El objetivo de esta sinergia es que la genética de élite se origine en suelo tucumano y pueda multiplicarse hacia otras regiones del país. “Nosotros, a diferencia de La Dominga, somos una cabaña joven. Hemos buscado en la experiencia y en el prestigio de Alejandro una asociación colaborativa que sea exitosa. Entonces, él pone su conocimiento, la genética; y nosotros ponemos nuestra capacidad productiva”, señaló Budeguer.
Adaptabilidad climática y eficiencia
La raza Braford, cruza entre Brahman y Hereford, fue elegida por su adaptabilidad a climas rigurosos, su resistencia a la garrapata y su tolerancia al calor, mientras que la línea materna asegura calidad cárnica. “Esta idea asociativa parte primero de dos empresas, de buscar el bien común, de juntar fuerzas y hacer que esa genética nazca en Tucumán y se multiplique en diferentes regiones”, agregó el empresario.
Dado que Tucumán tiene limitaciones de superficie para la ganadería intensiva de pastoreo, la estrategia se centra en la eficiencia. Mediante sistemas automatizados de medición de conversión de alimento (RFI), se priorizan animales que consumen menos y ganan peso más rápido, complementado con un estricto plan sanitario.

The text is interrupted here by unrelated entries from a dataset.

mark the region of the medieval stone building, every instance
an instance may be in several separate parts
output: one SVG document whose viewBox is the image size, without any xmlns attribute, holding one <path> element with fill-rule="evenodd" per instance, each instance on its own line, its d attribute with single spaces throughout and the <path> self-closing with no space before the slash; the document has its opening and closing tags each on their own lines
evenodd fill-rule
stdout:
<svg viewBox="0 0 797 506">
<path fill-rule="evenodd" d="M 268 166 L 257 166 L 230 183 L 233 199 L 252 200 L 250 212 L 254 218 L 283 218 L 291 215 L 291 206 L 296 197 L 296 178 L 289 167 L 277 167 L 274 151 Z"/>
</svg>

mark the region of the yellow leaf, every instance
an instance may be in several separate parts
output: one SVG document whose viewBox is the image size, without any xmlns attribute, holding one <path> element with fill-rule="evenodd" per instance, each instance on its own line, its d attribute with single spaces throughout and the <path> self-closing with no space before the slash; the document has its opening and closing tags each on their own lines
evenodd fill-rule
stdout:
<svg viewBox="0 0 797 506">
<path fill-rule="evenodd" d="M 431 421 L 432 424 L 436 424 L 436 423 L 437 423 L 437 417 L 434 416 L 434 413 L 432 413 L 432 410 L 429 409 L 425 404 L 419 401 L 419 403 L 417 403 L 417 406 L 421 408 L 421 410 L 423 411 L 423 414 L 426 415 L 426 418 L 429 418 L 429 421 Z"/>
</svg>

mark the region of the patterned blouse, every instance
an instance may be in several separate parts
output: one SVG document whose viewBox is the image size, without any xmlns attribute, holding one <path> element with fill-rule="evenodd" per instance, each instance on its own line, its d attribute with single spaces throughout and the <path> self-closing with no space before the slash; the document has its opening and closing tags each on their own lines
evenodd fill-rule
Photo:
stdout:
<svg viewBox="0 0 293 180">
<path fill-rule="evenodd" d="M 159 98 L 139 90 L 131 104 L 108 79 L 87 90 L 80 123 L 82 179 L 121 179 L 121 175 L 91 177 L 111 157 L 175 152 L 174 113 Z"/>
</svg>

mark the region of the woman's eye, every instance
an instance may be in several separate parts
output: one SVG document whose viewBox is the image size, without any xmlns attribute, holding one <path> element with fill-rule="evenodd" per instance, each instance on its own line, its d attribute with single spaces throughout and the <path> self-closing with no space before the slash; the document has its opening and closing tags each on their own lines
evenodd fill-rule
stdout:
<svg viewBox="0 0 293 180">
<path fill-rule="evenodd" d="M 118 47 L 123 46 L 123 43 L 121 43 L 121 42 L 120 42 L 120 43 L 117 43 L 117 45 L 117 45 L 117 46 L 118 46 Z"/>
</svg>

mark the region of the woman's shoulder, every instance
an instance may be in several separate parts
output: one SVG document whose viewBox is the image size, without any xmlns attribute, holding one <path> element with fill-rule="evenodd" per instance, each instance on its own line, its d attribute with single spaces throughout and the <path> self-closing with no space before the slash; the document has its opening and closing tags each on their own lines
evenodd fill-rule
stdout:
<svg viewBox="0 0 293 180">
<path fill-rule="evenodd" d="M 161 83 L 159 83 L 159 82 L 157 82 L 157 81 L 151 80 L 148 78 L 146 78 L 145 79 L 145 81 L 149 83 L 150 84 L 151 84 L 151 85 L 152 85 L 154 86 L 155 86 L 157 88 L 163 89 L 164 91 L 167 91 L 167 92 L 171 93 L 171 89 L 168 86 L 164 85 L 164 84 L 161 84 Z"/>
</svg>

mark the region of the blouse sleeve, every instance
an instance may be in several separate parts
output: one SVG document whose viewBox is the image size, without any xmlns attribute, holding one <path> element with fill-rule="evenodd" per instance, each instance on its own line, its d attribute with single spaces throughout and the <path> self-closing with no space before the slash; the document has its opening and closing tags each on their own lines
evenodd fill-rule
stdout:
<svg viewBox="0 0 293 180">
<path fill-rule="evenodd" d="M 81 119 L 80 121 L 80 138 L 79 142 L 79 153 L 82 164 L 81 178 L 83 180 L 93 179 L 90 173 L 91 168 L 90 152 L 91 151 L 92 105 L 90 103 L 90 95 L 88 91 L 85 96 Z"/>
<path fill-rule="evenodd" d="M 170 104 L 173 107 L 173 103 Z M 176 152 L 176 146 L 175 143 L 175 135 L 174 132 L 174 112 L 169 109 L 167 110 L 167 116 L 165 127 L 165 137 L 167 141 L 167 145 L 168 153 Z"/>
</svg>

Economía circular y agregado de valor
La expansión de la caña de azúcar llevó al Grupo Budeguer a diversificarse hacia el confinamiento. Hoy opera un feedlot con capacidad para 10.000 cabezas y mantiene un rodeo de 10.000 vientres. Además, aprovechan subproductos locales como el despunte verde de la caña, que se ensila para alimentación animal, y transforman el maíz producido en la provincia para sumar valor a la cadena cárnica. “Si ese maíz queda en Tucumán y se transforma en carne, también es una manera de agregarle valor”, afirmó Budeguer.